New Fox Ridge Golf Club Co-Owner Gene Hoffman (left) and manager Ben Biersner (right) pose for a photo in front of the clubhouse last week. Hoffman and Scott Covalt recently purchased the business from the Menke family of Ottumwa. (Robert Maharry/The Grundy Register photo)

            

Gene Hoffman has golfed all over the world—even spending 12 years in Australia—and seen more courses than most people could dream of throughout his career in the golf industry dating back to 1973. But with his latest move and acquisition, Hoffman— an Army veteran who grew up in Columbus, Ohio—truly believes he’s found something special right here in Dike, Iowa.

           

Hoffman and business partner Scott Covalt recently finalized the purchase of the Fox Ridge Golf Club from the Menke family of Ottumwa, and while they feel that the course is already successful, they’re excited to “improve it in every way, shape and form” in the near future.

           

While Hoffman’s expertise centers on the game itself and day-to-day operations, Covalt has made a name for himself as a commercial real estate developer in the Fort Collins-Denver-Colorado Springs corridor, one of the fastest growing areas in the United States, and Tennessee.
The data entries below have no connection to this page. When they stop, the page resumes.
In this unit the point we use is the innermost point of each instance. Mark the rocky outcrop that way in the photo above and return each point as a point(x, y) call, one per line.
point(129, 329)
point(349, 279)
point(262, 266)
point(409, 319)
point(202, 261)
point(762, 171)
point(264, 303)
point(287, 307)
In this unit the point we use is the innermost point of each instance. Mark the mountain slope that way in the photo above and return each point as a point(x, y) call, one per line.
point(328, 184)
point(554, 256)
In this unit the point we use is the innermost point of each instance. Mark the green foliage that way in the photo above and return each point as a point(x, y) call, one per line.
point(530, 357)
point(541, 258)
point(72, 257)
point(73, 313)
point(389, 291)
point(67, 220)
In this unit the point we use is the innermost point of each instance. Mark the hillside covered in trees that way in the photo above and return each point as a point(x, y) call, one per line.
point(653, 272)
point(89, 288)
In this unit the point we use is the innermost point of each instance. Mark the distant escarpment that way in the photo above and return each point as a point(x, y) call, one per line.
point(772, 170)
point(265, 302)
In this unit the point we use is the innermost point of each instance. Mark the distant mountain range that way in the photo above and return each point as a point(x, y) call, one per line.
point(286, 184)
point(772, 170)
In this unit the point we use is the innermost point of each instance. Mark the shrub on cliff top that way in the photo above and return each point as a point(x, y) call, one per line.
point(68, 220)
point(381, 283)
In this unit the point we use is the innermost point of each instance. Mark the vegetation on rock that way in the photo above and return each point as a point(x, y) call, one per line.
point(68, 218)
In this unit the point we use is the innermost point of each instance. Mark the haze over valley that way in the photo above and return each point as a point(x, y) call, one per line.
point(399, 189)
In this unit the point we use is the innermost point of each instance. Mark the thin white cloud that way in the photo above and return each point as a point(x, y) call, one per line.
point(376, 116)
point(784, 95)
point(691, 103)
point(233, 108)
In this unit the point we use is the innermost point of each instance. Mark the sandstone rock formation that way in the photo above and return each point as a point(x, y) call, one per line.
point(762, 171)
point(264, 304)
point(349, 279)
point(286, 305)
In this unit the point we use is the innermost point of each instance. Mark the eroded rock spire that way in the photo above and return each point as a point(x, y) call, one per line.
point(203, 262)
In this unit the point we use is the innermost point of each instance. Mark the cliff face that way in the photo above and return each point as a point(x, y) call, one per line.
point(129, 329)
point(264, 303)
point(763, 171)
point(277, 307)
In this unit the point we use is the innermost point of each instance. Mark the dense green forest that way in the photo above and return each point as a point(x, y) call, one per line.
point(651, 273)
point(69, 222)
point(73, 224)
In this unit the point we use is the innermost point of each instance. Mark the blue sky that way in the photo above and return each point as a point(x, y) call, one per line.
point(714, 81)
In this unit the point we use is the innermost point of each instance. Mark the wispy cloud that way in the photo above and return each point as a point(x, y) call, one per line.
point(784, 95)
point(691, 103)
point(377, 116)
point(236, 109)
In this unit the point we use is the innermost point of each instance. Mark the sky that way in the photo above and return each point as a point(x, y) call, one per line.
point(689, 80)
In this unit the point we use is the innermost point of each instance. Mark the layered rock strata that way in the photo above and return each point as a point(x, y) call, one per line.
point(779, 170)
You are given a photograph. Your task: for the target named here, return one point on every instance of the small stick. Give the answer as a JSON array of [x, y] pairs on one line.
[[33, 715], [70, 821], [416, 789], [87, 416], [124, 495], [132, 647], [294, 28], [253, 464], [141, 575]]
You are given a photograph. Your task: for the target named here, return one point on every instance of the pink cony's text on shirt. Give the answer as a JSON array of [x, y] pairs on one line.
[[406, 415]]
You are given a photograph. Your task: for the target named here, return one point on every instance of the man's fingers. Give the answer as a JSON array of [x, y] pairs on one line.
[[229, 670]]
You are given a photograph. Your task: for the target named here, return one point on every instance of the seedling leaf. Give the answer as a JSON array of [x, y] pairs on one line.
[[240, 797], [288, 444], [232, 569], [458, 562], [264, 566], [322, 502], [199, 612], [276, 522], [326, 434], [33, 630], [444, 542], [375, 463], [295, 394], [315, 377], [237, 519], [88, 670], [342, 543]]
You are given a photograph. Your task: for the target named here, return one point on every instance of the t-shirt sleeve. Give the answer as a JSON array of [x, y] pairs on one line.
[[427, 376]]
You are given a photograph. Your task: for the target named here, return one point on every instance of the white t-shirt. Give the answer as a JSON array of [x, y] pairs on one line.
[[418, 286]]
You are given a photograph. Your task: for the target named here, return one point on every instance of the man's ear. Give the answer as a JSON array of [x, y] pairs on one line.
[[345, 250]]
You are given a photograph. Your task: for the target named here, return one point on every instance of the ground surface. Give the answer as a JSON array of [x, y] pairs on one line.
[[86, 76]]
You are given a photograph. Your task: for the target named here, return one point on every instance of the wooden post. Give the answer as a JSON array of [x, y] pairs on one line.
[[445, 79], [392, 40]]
Additionally, he previously owned Warehouse Liquidators outlet stores that sold golf equipment and a pro shop in Loveland, a large suburb of Fort Collins, and he sees his business partner’s skill set as a natural complement to his own.

           

“We knew that as soon as we met each other,” Covalt said.

           

After becoming friends in Colorado, Hoffman and Covalt decided about a year ago that they should team up, and the rest, as they say, is history. Through a broker, they discovered Fox Ridge, a relatively new 18-hole course in a region neither man had much familiarity with, researched it, made a few visits and ultimately pulled the trigger.

           

Initial plans include getting more involved in the Dike community (Hoffman has already settled in a nearby townhouse) and offering more perks for members while still welcoming players who pay green fees. Hoffman is sure to note, however, that he hopes to build upon what’s already a strong foundation.

           

“The basics of the golf course are (at) a higher standard than what you would normally expect in a small town like Dike,” he said. “We’re going to keep our eyes open and try to continue to build, build, build.”